Harsh financial truths about architecture

Last week The Architects' Journal published the AJ100, its annual survey of the UK's biggest practices. Much of it is a celebration of success, with awards, new entrants and even the respondents feeling reasonably upbeat about the future. But it also contains some sobering truths.
I found the most sobering aspect to be the table that showed the architectural fees delivered out of UK offices per member of architectural staff.
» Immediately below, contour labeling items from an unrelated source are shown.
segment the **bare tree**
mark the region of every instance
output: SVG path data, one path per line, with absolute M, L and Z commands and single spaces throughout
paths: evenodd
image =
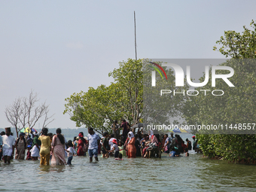
M 33 90 L 31 90 L 29 98 L 18 98 L 16 99 L 14 104 L 5 108 L 5 115 L 8 120 L 16 129 L 16 133 L 18 136 L 18 133 L 23 128 L 29 126 L 30 129 L 35 126 L 38 120 L 44 117 L 43 126 L 44 127 L 51 123 L 53 115 L 48 116 L 49 105 L 47 105 L 45 102 L 37 106 L 37 103 L 39 102 L 38 99 L 38 94 L 34 93 Z M 21 125 L 21 127 L 18 128 L 18 124 Z
M 16 134 L 18 136 L 19 117 L 22 113 L 21 98 L 15 99 L 14 103 L 5 108 L 5 113 L 8 120 L 15 127 Z

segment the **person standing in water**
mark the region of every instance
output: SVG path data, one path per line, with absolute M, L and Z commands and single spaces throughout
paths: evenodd
M 20 137 L 16 140 L 15 148 L 16 148 L 16 160 L 24 160 L 25 157 L 25 150 L 26 148 L 26 142 L 24 138 L 25 133 L 20 133 Z
M 92 127 L 88 128 L 88 154 L 90 157 L 90 163 L 93 162 L 93 156 L 94 156 L 95 160 L 99 161 L 98 159 L 98 146 L 99 144 L 100 138 L 97 133 L 93 131 Z
M 15 139 L 11 136 L 11 127 L 5 128 L 5 135 L 2 136 L 2 153 L 5 163 L 11 163 L 11 157 L 14 154 Z

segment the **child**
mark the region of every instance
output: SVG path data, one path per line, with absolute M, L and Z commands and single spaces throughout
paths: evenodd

At the top was Populous with a very respectable £271,000 per architect. Foster and Partners, which everybody sees as a high earner, was in fourth place at only £171,000 per head but one must remember that much the work delivered out of the UK is built overseas and so was not eligible. What was really worrying was the bottom end, with several practices reporting earnings of less than £60,000 per architect, and the lowest, Reiach and Hall, scoring only £50,000. What makes this really disturbing is that, while Reiach and Hall has 21 architects, it employs a total of 37 staff - a fairly average ratio. So the fee earnings per member of staff are just over £28,000 per staff member - a figure that is certainly not sustainable, given that accommodation, tax, national insurance, computers etc all have to be paid for.
If this were a one-off it could be seen as a criticism of an individual practice and of bad management. But the other low-earning practices are in a similarly difficult position - and these are the UK's biggest practices and, by some measure at least, the most successful.
If you want an indication of just how quickly things can go wrong, then read BD's interview with Ian Simpson. His is a practice that was seen as, and really was, hugely successful. Yet the interview is headlined 'How I lost millions in unpaid fees'. Simpson describes how his world 'caved in' in one week in summer 2008, as he was, ironically, celebrating the practice's success. Jobs just stopped and on some he never saw the fees again.
He survived by cutting fees to the bone. 'We didn’t want to be discarded because we were too expensive so we always do a really detailed analysis of time and resources so we can determine where the money’s going,' he said.' I even know what we spend on pencils,'
These are hard times, and it is not surprising that we are seeing a rash of business failures. It is heartening though that Simpson, back on his feet, is now helping another practice that ran into trouble.